My aunt brought this over last week, and I couldn’t believe it only requires 4 simple ingredients.

This Oven-Baked Mushroom Swiss Steak Rolls recipe offers a streamlined take on a traditional roulade. As the beef cooks, its natural juices combine with the melting Swiss cheese to keep each roll tender and flavorful. Using thin slices of cube or round steak eliminates the need for lengthy cooking, while rolling the meat helps lock in moisture and gently soften it in under an hour. The savory gravy doubles as both a sauce and a cooking base, preventing dryness and adding rich mushroom flavor throughout.
Oven-Baked 4-Ingredient Mushroom Swiss Steak Rolls
Ingredients:
- 1½ to 2 lbs thin-sliced beef round or cube steak
- 8 to 10 slices Swiss cheese
- 2 cans (10.5 oz each) condensed beef gravy
- 1 can (6–8 oz) sliced mushrooms, drained
Instructions
Step 1: Prepare the Dish
Preheat your oven to 350°F (175°C). Lightly grease a 9×13-inch baking dish. Lay the steak slices flat and, if needed, gently pound them to an even thickness for uniform cooking.
Step 2: Add Filling
Place a slice of Swiss cheese on each piece of steak, adjusting the size if necessary. Add a small amount of drained mushrooms near one edge.
Tip: Keep the filling minimal to ensure the rolls stay sealed and the cheese doesn’t leak out while baking.
Step 3: Roll the Steak
Carefully roll each piece of steak around the filling. Place them seam-side down in the baking dish, positioning them close together to help them hold their shape.
Step 4: Add Gravy
Stir the condensed gravy until smooth, then pour it evenly over the rolls.

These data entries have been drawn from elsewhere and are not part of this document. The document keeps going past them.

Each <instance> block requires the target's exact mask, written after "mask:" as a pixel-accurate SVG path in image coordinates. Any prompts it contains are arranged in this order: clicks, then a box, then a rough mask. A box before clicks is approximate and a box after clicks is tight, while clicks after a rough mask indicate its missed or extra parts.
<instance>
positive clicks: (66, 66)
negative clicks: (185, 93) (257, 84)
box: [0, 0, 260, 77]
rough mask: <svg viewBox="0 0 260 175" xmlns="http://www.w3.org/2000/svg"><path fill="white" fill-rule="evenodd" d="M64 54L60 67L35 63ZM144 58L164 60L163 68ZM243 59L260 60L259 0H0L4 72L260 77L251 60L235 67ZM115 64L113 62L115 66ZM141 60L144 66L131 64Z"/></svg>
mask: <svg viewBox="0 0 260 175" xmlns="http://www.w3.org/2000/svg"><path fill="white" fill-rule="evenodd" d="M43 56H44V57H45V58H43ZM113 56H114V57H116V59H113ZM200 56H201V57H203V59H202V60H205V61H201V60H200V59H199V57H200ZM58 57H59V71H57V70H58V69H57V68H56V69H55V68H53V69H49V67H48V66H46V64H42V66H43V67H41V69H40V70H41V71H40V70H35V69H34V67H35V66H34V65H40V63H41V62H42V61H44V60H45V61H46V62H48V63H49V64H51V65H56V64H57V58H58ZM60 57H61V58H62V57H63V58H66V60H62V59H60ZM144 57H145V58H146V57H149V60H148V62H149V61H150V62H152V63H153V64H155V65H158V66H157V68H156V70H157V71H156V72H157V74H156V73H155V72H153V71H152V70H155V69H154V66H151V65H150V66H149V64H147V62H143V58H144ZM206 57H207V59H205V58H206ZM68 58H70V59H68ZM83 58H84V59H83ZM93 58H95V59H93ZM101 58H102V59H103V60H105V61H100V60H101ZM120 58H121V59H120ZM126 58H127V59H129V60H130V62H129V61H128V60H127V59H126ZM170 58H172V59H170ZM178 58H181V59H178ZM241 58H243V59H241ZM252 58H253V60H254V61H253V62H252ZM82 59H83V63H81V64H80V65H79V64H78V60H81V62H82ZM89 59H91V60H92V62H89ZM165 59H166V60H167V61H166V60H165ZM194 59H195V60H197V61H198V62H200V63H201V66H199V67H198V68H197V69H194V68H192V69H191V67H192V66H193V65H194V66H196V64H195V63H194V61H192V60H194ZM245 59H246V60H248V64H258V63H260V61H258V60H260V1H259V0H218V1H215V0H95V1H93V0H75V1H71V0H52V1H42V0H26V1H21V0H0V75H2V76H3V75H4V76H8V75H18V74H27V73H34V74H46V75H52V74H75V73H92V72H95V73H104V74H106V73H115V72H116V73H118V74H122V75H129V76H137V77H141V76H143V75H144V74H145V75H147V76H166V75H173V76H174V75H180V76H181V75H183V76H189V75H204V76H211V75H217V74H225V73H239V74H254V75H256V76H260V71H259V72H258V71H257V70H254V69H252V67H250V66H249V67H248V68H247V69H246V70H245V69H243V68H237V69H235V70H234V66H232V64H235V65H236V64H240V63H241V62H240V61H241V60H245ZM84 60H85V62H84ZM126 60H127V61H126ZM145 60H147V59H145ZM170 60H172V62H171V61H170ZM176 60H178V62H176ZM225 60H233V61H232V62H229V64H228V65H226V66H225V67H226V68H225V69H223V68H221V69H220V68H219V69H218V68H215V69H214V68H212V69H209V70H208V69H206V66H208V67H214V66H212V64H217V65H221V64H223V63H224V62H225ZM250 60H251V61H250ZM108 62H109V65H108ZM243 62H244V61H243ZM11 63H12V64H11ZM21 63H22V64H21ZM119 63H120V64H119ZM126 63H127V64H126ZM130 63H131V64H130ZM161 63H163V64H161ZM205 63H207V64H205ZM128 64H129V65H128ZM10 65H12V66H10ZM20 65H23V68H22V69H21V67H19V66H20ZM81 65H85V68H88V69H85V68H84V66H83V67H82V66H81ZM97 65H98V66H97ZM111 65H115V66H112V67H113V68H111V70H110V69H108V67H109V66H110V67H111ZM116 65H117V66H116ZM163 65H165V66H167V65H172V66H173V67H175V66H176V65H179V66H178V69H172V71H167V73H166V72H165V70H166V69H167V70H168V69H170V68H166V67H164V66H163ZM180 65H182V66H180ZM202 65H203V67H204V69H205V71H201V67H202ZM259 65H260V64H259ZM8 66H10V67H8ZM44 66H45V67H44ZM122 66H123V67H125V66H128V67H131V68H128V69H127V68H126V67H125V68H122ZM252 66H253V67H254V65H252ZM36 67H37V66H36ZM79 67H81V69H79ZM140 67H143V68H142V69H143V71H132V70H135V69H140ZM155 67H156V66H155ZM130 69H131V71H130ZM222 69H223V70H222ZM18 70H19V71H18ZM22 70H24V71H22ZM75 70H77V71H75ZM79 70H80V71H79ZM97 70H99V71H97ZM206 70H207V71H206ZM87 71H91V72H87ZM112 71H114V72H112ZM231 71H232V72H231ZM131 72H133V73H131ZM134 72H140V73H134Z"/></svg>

Tip: If the gravy feels too thick, thin it with a few tablespoons of water or beef broth so it pours easily while still coating the meat.
Step 5: Bake Covered
Cover the dish tightly with foil and bake for 45–60 minutes. This helps trap moisture, allowing the beef to cook gently and become tender.
Step 6: Finish Baking
Remove the foil and bake for another 5–10 minutes to slightly thicken the gravy and develop a bit of color. Let the dish rest for about 5 minutes before serving so the filling can settle.